First, here are the Dodecad Spanish:
And, the Behar et al. (2010) Spaniards:
And, the HGDP French Basque:
Notice that they are composed almost entirely of "West European" and "Mediterranean" components.

Here is IBS:
Notice a few individuals that resemble Basques. I haven't found a description of the origin of the IBS individuals, but I would wager that a few Basque individuals are included, that resemble their French co-ethnics.

32 comments:

Onur Dincer said...

6 of the 46 IBS samples genetically resemble the HGDP French Basques. Spain has a population of 46 million, of which about 2.3 million are Basques. If IBS samples were collected based on demography, probably only 2 of the 6 Basque-resembling individuals of IBS are actually Basques and the remaining 4 individuals are from the Romance-speaking ethnic groups of Spain.

Maju said...

You'd have to test in another way: one in which non-Basque Spaniards and Basques are clearly different, in the examples show neither is clearly defined: they just look neither this nor that: 50-50 something else than themselves (undefined).

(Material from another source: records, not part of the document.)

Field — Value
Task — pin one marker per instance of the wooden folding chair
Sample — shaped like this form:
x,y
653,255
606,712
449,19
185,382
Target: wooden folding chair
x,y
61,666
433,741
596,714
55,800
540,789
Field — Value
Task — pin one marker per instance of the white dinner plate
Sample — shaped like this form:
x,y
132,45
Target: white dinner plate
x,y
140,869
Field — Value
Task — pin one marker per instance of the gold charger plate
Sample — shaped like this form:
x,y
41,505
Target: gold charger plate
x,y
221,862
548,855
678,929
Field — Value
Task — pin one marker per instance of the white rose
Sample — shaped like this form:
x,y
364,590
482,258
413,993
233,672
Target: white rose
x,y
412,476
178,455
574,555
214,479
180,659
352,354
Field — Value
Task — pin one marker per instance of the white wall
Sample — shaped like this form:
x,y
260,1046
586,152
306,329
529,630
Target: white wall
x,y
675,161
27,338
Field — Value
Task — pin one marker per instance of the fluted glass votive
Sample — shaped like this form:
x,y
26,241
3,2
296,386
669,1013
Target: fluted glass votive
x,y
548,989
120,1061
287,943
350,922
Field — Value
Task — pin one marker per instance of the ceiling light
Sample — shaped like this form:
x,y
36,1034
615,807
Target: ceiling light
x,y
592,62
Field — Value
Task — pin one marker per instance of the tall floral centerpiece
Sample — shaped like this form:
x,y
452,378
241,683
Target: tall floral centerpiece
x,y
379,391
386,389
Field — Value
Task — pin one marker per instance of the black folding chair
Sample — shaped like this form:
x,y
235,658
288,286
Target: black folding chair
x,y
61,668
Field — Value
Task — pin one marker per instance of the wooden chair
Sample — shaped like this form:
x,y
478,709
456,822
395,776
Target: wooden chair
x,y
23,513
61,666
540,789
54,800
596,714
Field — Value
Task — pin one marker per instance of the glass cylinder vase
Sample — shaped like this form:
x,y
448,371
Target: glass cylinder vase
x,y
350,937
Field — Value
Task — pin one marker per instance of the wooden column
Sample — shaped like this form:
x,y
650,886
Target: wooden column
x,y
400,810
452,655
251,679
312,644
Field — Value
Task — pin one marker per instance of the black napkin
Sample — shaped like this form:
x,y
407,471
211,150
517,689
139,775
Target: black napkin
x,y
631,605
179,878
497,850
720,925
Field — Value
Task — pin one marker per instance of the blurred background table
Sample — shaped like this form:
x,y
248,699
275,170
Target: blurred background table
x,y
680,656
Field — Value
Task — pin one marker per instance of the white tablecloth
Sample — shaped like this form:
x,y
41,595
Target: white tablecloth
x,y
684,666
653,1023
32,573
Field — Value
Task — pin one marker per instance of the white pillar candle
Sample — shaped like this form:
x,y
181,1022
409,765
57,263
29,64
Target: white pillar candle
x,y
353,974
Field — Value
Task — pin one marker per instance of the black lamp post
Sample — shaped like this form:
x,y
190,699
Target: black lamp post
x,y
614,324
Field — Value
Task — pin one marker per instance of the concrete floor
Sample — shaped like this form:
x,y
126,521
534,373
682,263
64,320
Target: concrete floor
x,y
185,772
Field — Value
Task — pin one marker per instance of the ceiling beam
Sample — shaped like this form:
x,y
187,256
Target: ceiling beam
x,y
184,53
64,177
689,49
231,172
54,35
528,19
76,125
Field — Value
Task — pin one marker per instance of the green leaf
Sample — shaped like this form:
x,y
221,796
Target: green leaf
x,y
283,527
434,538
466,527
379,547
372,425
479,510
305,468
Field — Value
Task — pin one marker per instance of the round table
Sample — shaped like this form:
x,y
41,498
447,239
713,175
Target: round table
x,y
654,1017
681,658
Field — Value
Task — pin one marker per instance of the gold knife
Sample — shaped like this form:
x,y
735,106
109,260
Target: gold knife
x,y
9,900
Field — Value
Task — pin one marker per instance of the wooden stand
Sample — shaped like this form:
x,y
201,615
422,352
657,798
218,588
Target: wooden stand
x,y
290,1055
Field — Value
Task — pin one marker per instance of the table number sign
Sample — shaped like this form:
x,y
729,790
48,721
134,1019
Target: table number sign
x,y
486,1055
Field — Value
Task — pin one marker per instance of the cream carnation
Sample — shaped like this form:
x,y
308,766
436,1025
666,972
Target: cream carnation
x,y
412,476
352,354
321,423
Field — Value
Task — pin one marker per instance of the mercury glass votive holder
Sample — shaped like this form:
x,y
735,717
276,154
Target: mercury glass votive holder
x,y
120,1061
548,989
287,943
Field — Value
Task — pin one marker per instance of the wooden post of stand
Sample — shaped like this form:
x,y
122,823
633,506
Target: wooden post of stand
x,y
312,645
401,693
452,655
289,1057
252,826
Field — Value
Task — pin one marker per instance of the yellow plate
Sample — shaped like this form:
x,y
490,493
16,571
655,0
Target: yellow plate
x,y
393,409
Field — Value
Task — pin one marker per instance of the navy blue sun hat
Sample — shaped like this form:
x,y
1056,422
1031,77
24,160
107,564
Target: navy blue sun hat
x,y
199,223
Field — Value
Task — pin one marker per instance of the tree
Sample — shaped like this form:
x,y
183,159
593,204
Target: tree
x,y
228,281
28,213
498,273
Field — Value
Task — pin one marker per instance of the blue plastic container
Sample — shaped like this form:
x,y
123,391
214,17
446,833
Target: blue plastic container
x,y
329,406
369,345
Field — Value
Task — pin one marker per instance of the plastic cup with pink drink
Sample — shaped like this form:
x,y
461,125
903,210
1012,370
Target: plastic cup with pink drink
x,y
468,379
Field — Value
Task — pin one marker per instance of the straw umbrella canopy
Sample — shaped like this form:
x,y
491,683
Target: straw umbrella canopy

Just because they have some or none third party admixture (? affinity better)does not say they are Basques or of Basque ancestry, they might well be other group of mostly unmixed people from somewhere else in Iberia.

We know from Bauchet 2007 (and maybe others) that Basques and Iberians cluster in two different components of their own, so what are you waiting to check that 1 vs 1 (K=2 should be enough) before making odd claims? Do you fear to find something you do not like?

The third party affinities most obvious among Spaniards, are NW African (Berber), SW Asian (Arab) and West Asian, these only indicate transmediterranean admixture (?) not automatic Basqueness. They may be related but they are not any safe bet. You should make direct 1 vs 1 comparisons before jumping to any conclusions.

Onur Dincer said...

6 of the 46 IBS samples genetically resemble the HGDP French Basques. Spain has a population of 46 million, of which about 2.3 million are Basques. If IBS samples were collected based on demography, probably only 2 of the 6 Basque-resembling individuals of IBS are actually Basques and the remaining 4 individuals are from the Romance-speaking ethnic groups of Spain.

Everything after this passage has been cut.